No one, however, is known to have had a face-to-face meeting with the nomadic tribe, which lives along the Peru-Brazil border. And no one knows how much, if anything, these rain forest people know about the outside world.
The tribe—whose name remains unknown—was first discovered by outsiders around 1910, according to José Carlos Meirelles, an official with Brazil's Indian-protection agency (FUNAI).
It was Meirelles who released the photos on May 29 through the indigenous-rights advocacy group Survival International.
Meirelles said he made the photos public to prove the group exists.
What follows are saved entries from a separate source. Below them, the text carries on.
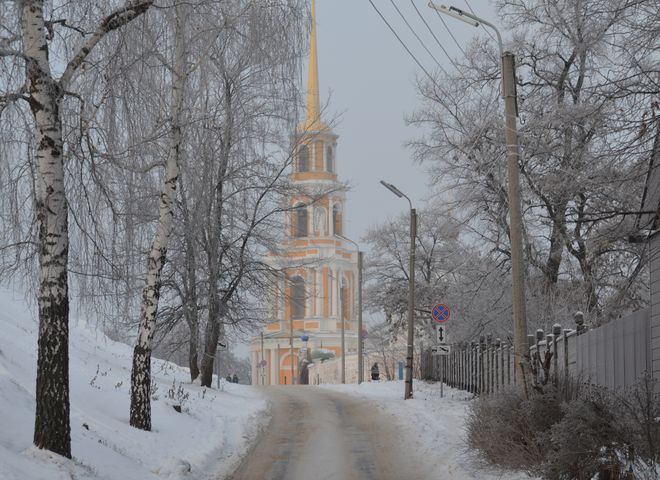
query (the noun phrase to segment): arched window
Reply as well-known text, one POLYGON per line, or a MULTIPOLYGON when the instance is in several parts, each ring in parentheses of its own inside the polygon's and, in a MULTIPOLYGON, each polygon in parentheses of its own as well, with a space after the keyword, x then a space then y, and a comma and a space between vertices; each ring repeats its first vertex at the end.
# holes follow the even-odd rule
POLYGON ((332 228, 335 235, 342 235, 341 223, 341 206, 336 204, 332 207, 332 228))
POLYGON ((307 206, 298 205, 294 209, 294 225, 293 225, 293 236, 294 237, 306 237, 307 236, 307 206))
POLYGON ((302 145, 298 149, 298 171, 309 172, 309 147, 302 145))
POLYGON ((335 171, 335 157, 330 146, 325 149, 325 169, 330 173, 335 171))
POLYGON ((305 317, 305 280, 302 277, 291 279, 291 318, 305 317))

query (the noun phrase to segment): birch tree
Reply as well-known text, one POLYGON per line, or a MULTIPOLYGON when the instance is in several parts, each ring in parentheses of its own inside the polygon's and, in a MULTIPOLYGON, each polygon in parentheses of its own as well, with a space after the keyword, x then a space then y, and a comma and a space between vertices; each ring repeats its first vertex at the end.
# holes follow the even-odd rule
POLYGON ((163 189, 160 195, 158 226, 147 258, 146 285, 142 292, 140 324, 133 349, 131 369, 130 424, 151 430, 151 350, 160 297, 161 274, 167 257, 174 216, 174 201, 179 177, 182 148, 182 112, 186 79, 190 74, 186 64, 186 13, 182 5, 175 6, 174 64, 170 69, 172 90, 170 100, 170 132, 163 189))
MULTIPOLYGON (((15 15, 20 20, 17 30, 2 38, 0 56, 23 64, 24 83, 17 90, 3 94, 0 103, 26 101, 34 122, 35 213, 39 232, 39 341, 34 443, 39 448, 71 457, 69 233, 61 107, 65 96, 75 87, 76 75, 99 42, 109 32, 144 14, 153 0, 133 1, 117 8, 100 19, 89 33, 76 27, 76 19, 45 17, 44 3, 24 0, 15 4, 15 15), (79 41, 67 38, 67 46, 73 55, 67 58, 59 76, 54 73, 50 59, 53 31, 57 27, 77 28, 82 37, 79 41)), ((5 31, 11 32, 9 29, 5 31)))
Activist and former FUNAI president Sydney Possuelo agreed that—amid development and doubt over the existence of such tribes—it was necessary to publish them.
Taken in May, the photos became a sensation and spurred debate over how best to protect isolated tribes. Many indigenous-rights advocates see such groups as under threat from oil, gas, and logging interests that covet in the Indians' resource-rich homelands.
Despite such apparent threats, the recently photographed group's population has nearly doubled in the last twenty years, Meirelles added.